Nous sommes tous invités aux noces de l’Agneau

28ème dimanche du temps ordinaire ‘A’ – NDB et St Romain – 11 octobre 2020

1) Des noces

‘Heureux les invités au festin des noces de l’Agneau’ : ces noces, ce sont celles de Dieu et de l’humanité, la nouvelle alliance, ce que nous célébrons en chacun de nos eucharisties. Mais attention ! Notre texte est une parabole, pas une réalité. Ce roi n’est pas l’image de Dieu, mais à travers cette histoire, quelque chose se dit du royaume. Mais alors, quelle est la ‘pointe’ de ce message, que veut nous dire cette parabole ?

Ce roi n’est l’image de Dieu, mais ce monarque prend l’initiative ; il ne se décourage nullement, il prend patience. « Tout est prêt, venez à la noce ». Cela veut d’abord dire que notre Dieu prend toujours l’initiative. Tout est prêt dans son cœur de Père pour qu’Il nous accueille, nous serre dans ses bras, nous rende participant de la joie trinitaire.

2) Un vêtement de noce

La lecture brève omet la fin de la parabole : dommage, car c’est là que se situe la pointe, la clé de compréhension. Le début, c’est cette polémique – du Christ et surtout de l’Eglise naissance – avec les juifs, ces invités qui refusent l’invitation et qui tuent les prophètes. « Les invités n’en étaient pas dignes » constate Matthieu.
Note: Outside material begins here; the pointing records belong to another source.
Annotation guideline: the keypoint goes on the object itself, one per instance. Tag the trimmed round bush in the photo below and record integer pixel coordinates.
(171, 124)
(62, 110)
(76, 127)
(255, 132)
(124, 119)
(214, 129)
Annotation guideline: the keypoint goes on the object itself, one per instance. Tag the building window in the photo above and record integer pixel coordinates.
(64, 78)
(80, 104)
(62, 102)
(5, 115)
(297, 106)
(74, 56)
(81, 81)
Ils n’ont pas compris que le Christ venait « pour les mauvais comme pour les bons », et surtout pour les mauvais, les malades et les pécheurs…

Tous sont invités à cette noce, mais il y a cet « homme qui ne portait pas le vêtement de noce ». C’est, bien sûr, l’image de la robe baptismale, mais, plus profondément, le désir en chaque homme de la rencontre, ce désir de faire la joie de Dieu. Rappelons-nous les jeunes filles folles qui ne pourront entrer dans la salle des noces. Il faut qu’au désir de Dieu, corresponde celui de l’homme. ‘Fermer l’anneau d’or des fiançailles éternelles’ aurait dit Maurice Zundel…

3) Un silence

Tout n’est pas terminé, tout peut bien se terminer si cet homme accepte d’entrer en dialogue avec Dieu. Mais « l’autre garda le silence ». Terrible… Est-ce l’indifférence, les distractions… ? Rappelons le semeur et la bonne terre. Et pourtant, cet homme, le roi l’appelle « mon ami ». « Je ne vous appelle plus serviteur, mais amis » dira Jésus. Etonnement de Dieu –du roi – qu’on ne réponde pas à son amour et pourtant, il insiste, avec affection et douceur : « mon ami ».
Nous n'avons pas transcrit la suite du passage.